Tidak menerima gratifikasi untuk mengubah soal merupakan perwujudan dari nilai dasar anti korupsi yaitu jujur.

b.      Kontribusi terhadap nilai organisasi

Dengan membuat dan mengukur pencapaian hasil belajar peserta didik dapat mendukung pencapaian Visi sekolah yaitu: Unggul Berprestasi Dalam Iptek Atas Dasar Iman dan Takwa. Berakhlak Mulia Serta Peka Terhadap Lingkngan dan Misi sekolah:“ menumbuhkan kompetensi dalam bidang iptek, mengupayakan pemenuhan kebutuhan sarana dan prasarana sekolah yang memadai, menciptakan disiplin mengajar dan belajar, menerapkan managemen partisipasif”

c.       Penguatan terhadap nilai organisasi

Dalam penerapan nilai organisasi dalam kegiatan ini, penulis berorientasi pada nilai tanggung jawab, jujur dan persamaan derajat. Nilai- nilai tersebut adalah nilai yang harus dimiliki oleh setiap ASN demi terciptanya suatu kepribadian yang bertanggung jawab dan jujur didalam melaksanakan tugasnya serta dapat menanamkan sikap akan persamaan derajat terhadap peserta didik

 

 

 

 

 

 

 

 

 

 

 

 

 

 

BAB V

 PENUTUP

 

5.1

Kesimpulan

Dari hasil aktualisasi pada tanggal 30 September 2019 – 24 Oktober 2019 di SMP Negeri 2 Buyasuri kabupaten Lembata dapat disimpulkan:

1.    Seluruh kegiatan pada rancangan aktualisasi yang telah dibuat dapat dilaksanakan.
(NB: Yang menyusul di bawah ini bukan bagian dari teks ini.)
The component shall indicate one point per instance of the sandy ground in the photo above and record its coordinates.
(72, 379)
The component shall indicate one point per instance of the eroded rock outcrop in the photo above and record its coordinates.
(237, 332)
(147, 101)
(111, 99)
2.    Kegiatan aktualisasi selama di SMP Negeri 2 Buyasuri kabupaten Lembata telah memenuhi nilai-nilai dasar profesi PNS, ANEKA (akuntabilitas, nasionalisme, etika publik, komitmen mutu, dan anti korupsi)

3.    Penerapan ANEKA dapat membentuk PNS yang profesional sebagai pelayan masyarakat dalam bidang pendidikan.

4.    Penerapan ANEKA selama aktualisasi turut mendorong terwujudnya visi dan misi organisasi.

 

5.2 Saran

Nilai-nilai dasar profesi PNS (Akuntabilitas, Nasionalisme, Etika Publik, Komitmen Mutu, dan Anti Korupsi) diharapkan tetap diaktualisasikan dalam melakukan tugas pokok dan fungsi sebagai abdi negara dan pelayan publik di SMP Negeri 2 Buyasuri kabupaten Lembata, sehingga tercapainya pelayanan prima yang mampu menunjang perbaikan mutu civitas akademika SMP Negeri 2 Buyasuri kabupaten Lembata.